The cocaine weighed 57.68 grams — equivalent to 2 ounces, or 16 “8-balls” — and the cash added up to $16,700. Dixon later told authorities he had been selling cocaine for about a month, the affidavit notes.
He was booked into the Clark County Jail, where booking records show he was held for continued detention.
9E Prosecuting Attorney Dan Turner filed charges of Possession of Cocaine with Purpose to Deliver with an habitual offender enhancement, a Class A felony punishable by six to 50 years in prison.
Listing himself as a disabled veteran, 9E Circuit Judge Blake Batson denied Dixon’s request for indigence. Bond was set for $80,000. He remained in custody on Oct. 28. His defense is listed as Caddo Valley attorney Joseph Jackson of the public defender’s office.

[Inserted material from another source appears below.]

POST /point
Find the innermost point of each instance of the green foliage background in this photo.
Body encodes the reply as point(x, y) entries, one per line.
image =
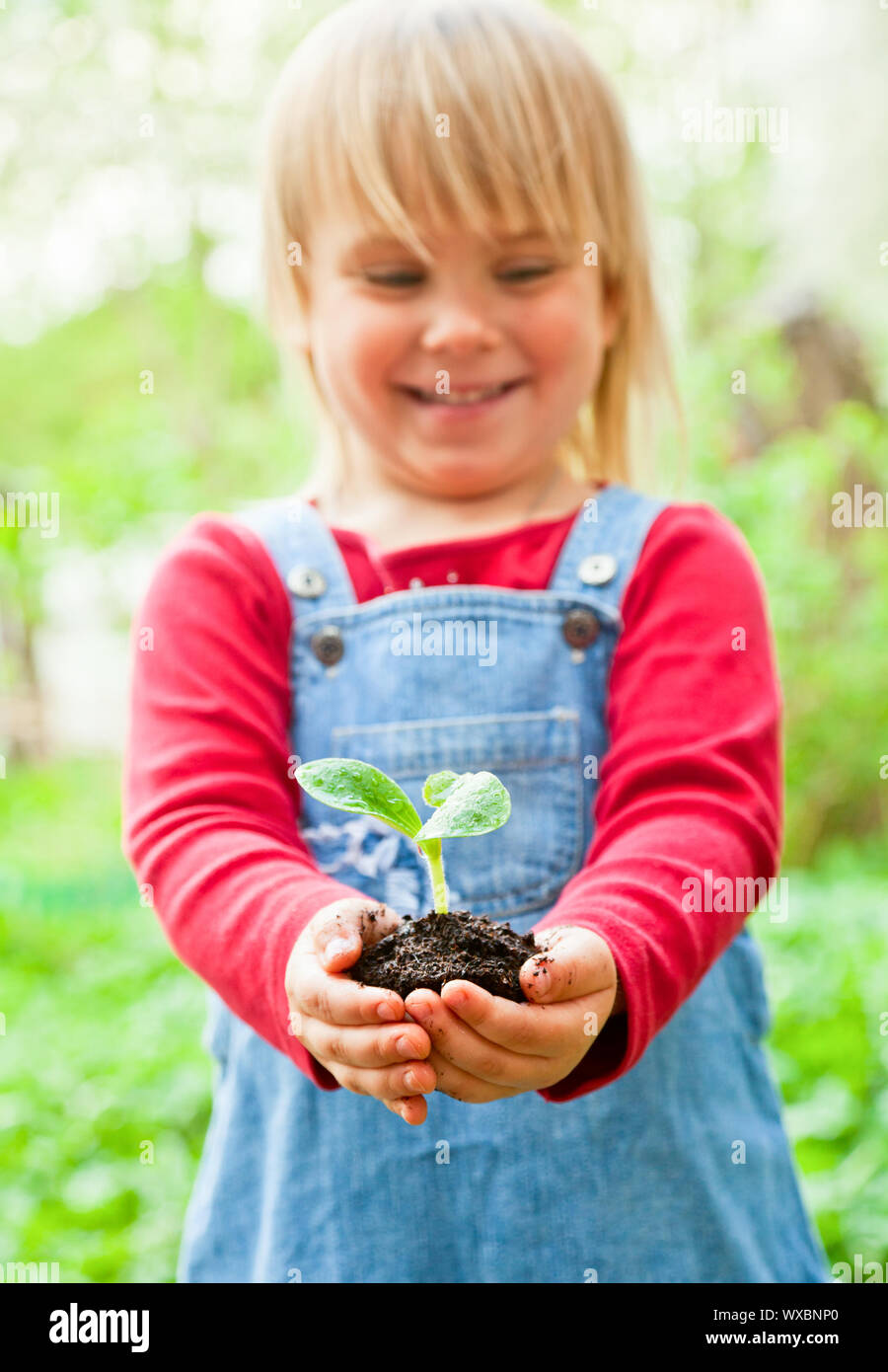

Dixon has a lengthy criminal history with a felony rap sheet dating to 2006, when he was convicted of drug-related charges in Hot Spring County.
In 2016 he was found guilty in Clark County for a charge of terroristic threatening. In 2019 he was charged with aggravated assault on a household member and breaking or entering, and was given supervised probation in a plea deal.
He was again arrested on felony charges in 2022 in Little Rock, where state police heard reports that he threatened another driver with a loaded gun on Interstate 430 during a road rage incident. The gun confiscated during that arrest turned out to be reported stolen in Arkadelphia. Dixon was charged with several felonies as a result of the road rage incident, although charges in that case were dropped in 2023, according to online court records.